MEMBERS of the public will be "put in danger" if Worcestershire's councils continue making massive cuts to services dealing with rat control, food safety, nuisance neighbours and pollution.
That's the shock verdict from a county-wide group of councillors, who say the very future of Worcestershire Regulatory Services (WRS) is now at risk.
The body, which gets funding from all seven councils in Worcestershire, has its lowest ever budget of £5 million this year after taking an £800,000 hit.
Your Worcester News can reveal how cash-strapped councils are now planning to reduce it even further by 2017, with the prospect of its funding shrinking to around £3.5 million by then.

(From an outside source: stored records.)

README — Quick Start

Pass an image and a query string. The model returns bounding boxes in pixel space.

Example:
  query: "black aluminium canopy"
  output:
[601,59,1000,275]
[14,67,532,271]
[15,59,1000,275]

Councillors are now warning that enough is enough, and say "significant changes" are needed if WRS is to survive.
Worcestershire County Council has just slashed its £1.8 million contribution to £1 million, and is planning to reduce that to a paltry £250,000 by 2017.

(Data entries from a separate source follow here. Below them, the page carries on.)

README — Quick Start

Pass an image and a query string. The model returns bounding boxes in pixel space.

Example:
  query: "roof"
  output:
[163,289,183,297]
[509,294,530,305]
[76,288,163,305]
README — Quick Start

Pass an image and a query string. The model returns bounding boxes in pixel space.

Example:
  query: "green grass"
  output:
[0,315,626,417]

Worcester City Council is stumping up £571,000 this year, but is preparing to take £90,000 away from that over the same time frame.

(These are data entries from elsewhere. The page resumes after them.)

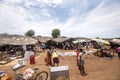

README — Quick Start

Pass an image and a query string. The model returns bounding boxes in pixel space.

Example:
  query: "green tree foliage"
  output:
[25,30,35,37]
[52,29,60,38]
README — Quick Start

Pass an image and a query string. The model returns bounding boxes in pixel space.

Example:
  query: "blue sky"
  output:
[0,0,120,38]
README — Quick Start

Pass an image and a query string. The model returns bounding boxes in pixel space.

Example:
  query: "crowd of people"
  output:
[45,47,60,66]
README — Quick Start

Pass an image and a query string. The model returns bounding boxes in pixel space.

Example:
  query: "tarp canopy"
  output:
[91,39,110,45]
[72,39,89,43]
[112,39,120,44]
[0,35,37,46]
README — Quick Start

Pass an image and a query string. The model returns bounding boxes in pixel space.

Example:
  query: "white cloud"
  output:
[0,0,120,37]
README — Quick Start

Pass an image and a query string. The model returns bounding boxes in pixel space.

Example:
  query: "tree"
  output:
[25,30,35,37]
[52,29,60,38]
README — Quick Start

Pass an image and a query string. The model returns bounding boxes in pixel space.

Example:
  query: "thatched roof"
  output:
[0,35,37,46]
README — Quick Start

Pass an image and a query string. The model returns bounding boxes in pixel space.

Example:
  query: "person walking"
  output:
[52,49,59,66]
[78,49,86,75]
[116,46,120,60]
[46,47,52,66]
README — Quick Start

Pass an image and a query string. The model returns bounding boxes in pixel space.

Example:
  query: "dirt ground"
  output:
[0,49,120,80]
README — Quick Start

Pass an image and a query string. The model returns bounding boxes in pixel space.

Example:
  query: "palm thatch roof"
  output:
[0,35,37,46]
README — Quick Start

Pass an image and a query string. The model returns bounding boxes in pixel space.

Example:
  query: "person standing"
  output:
[75,48,80,66]
[46,47,52,66]
[78,49,86,75]
[52,49,59,66]
[116,46,120,60]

A new report has now been published, prepared by six councillors from across Worcestershire, who say the cuts must stop.
Councillor Rod Laight, who chaired the review, said: "If there are any future cuts to WRS, financially, we will be putting members of the public in danger in a number of areas.
"We've all got to take responsibility - all seven authorities, including Worcester, have got to bite the bullet in other areas because if WRS gets any more cuts it simply cannot operate as it does now."
Speaking during a city council scrutiny meeting, he even said politicians "deserve to be criticised" over reducing the WRS budget .
He said during the review, which took nine months to complete, he established the cuts have led to staffing levels falling from 154 to 117, and another 15 roles will be slashed this year.
"I'm sure you've all had moments as a councillor when you've sat here and thought 'why am I being criticised," he said.
"Well in this case we deserve to be criticised. A lot of people have got to stand up and say 'this is wrong'.
"We can't allow councils to withdraw piecemeal.
"Get together and protect your residents."
The report says cuts to WRS risks Worcestershire being unable to respond properly to challenges like a repeat of the horse meat scandal, which required school meals to be tested.
WRS's responsibilities include animal welfare, contaminated land, anti-rogue trader activities, food safety, under age sales, and a massive range of public health issues like water supplies, burials and drainage.
Cllr Laight added: "There is a real danger of the public being put at risk if we cut it further - you must safeguard WRS, you can't cut any more."
Councillors from various parties shared his concerns.
Labour Cllr Simon Cronin said: "These services don't come for free - the cuts seem to get worse year after year."
Cllr Mike Johnson, a Conservative, added: "We wouldn't want to risk our statutory obligations."